On the other side of the world, Costa Rica started recognising the role of nature more than two decades ago, said Andrea Meza, its Environment and Energy Minister. The Central American country acknowledged that it needed to value the ecosystem services that forests provided and developed a forestry fund through which it paid local communities for protecting and sustainably managing forests. Through the years, about 75% of the contracts for ecosystem services payments have gone to small and medium-size households, providing vital income to about 30,000 families; in turn, local communities often reinvest the money into securing other essential services such as access to clean water, according to Minister Meza.
Costa Rica’s enduring commitment to nature protection and its solid measurement, reporting and verification (MRV) systems have also allowed it to build an inventory of the country’s forest cover and increasingly access results-based payments via international bodies. In 2020, Costa Rica mobilised over $50 million USD from the Green Climate Fund, and another $50 million USD from the World Bank’s Forest Carbon Partnership Facility, which they invested in forest actions. Minister Meza stressed that international funding was critical at a time when national forest funding was suffering because of the COVID-19 pandemic.
Minister Meza wrapped up her intervention by reminding the audience that forests can no longer be seen as the cheap solution for the climate crisis. Climate finance is still under-pricing the services that forests provide and it needs to put a higher value on the carbon that forests offset, not just through trees, but also through water regulation and biodiversity, the minister said.
Inger Andersen, UNEP Executive Director, saluted the forest pledges made through the Glasgow Leaders’ Declaration on Forests and Land Use, but stressed that is not the first time the world has made such promises, and that promises do not mean the end of the journey is near. As Ms. Andersen put it, the proof of the pudding is in the eating. Delivering the finance to the communities who rely on and protect forests needs to be at the forefront of governments’ focus, with the Green Gigaton Challenge, the UN Decade for Ecosystems Restoration and UN-REDD helping to maintain focus on the ultimate goal of enabling emissions reductions from the forest sector at a rate 5 GtCO2e/year by 2030.

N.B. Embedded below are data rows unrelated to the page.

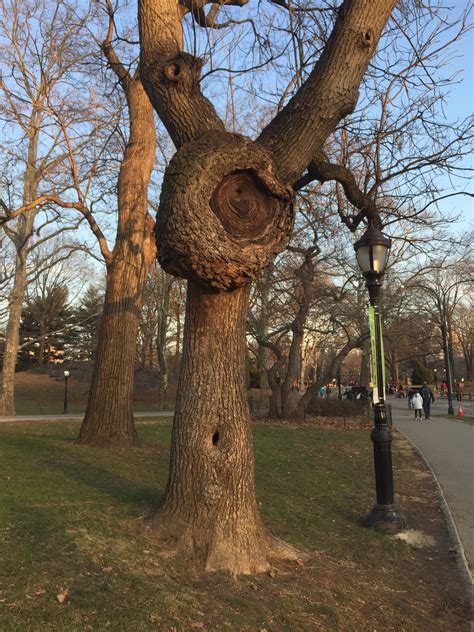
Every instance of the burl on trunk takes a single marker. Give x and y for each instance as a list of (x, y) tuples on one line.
[(223, 216)]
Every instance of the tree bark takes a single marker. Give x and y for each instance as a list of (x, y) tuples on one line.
[(21, 243), (109, 415), (162, 325), (210, 507), (7, 399)]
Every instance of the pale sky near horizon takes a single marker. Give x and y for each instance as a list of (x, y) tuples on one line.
[(460, 103)]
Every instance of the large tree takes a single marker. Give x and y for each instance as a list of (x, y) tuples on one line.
[(226, 209)]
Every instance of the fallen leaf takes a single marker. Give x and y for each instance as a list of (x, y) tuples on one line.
[(62, 596)]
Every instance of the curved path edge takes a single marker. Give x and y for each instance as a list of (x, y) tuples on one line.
[(452, 529)]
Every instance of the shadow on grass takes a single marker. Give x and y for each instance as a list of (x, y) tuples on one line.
[(39, 453)]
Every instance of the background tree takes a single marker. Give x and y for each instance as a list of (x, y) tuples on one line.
[(39, 56), (109, 415)]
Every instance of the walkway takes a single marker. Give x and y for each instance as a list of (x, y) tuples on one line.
[(449, 448), (80, 417)]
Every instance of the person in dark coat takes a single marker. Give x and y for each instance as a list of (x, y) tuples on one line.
[(428, 397)]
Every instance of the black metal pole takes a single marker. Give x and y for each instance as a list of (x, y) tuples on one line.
[(66, 377), (385, 516), (447, 363)]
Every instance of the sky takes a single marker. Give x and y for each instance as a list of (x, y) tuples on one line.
[(460, 104)]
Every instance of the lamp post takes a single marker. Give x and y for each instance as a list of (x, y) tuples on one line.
[(449, 376), (66, 376), (372, 253)]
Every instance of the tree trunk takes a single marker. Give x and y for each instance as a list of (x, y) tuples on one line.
[(212, 455), (291, 372), (109, 416), (365, 364), (21, 242), (7, 399), (162, 325)]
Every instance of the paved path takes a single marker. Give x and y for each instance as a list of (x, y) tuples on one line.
[(166, 413), (449, 448)]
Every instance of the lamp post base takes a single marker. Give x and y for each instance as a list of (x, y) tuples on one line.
[(386, 518)]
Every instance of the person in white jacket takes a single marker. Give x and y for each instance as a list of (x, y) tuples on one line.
[(417, 404)]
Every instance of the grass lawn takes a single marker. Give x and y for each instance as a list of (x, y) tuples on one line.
[(466, 419), (71, 525), (37, 394)]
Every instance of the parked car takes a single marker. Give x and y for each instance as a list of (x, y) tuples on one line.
[(357, 392)]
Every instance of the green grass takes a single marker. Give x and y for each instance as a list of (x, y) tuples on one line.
[(467, 419), (37, 394), (71, 519)]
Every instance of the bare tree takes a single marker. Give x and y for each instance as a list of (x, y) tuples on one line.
[(38, 55), (109, 415), (226, 208)]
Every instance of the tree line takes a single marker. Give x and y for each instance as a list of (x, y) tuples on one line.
[(265, 135)]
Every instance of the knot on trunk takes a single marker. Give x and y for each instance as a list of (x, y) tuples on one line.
[(223, 214), (184, 69)]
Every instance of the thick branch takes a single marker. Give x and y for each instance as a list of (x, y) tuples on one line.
[(170, 76), (330, 93), (323, 171), (114, 62)]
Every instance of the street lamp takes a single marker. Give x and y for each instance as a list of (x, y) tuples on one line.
[(66, 376), (372, 253)]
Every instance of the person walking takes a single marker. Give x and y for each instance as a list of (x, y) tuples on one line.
[(417, 405), (427, 397)]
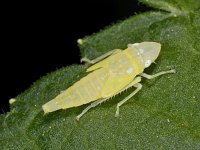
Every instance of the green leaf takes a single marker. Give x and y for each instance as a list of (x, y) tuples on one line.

The next milestone on this journey is already on the horizon with the World Forestry Congress (WFC) in May 2022. Dr. Eunsik Park closed the session by acknowledging that a key focus of the Congress will be to significantly contribute to progress on forest finance. According to Dr. Park, the Congress will be a key moment to continue the conversation on funding forest action, while the WFC will provide an excellent platform to boost ambitions for forests.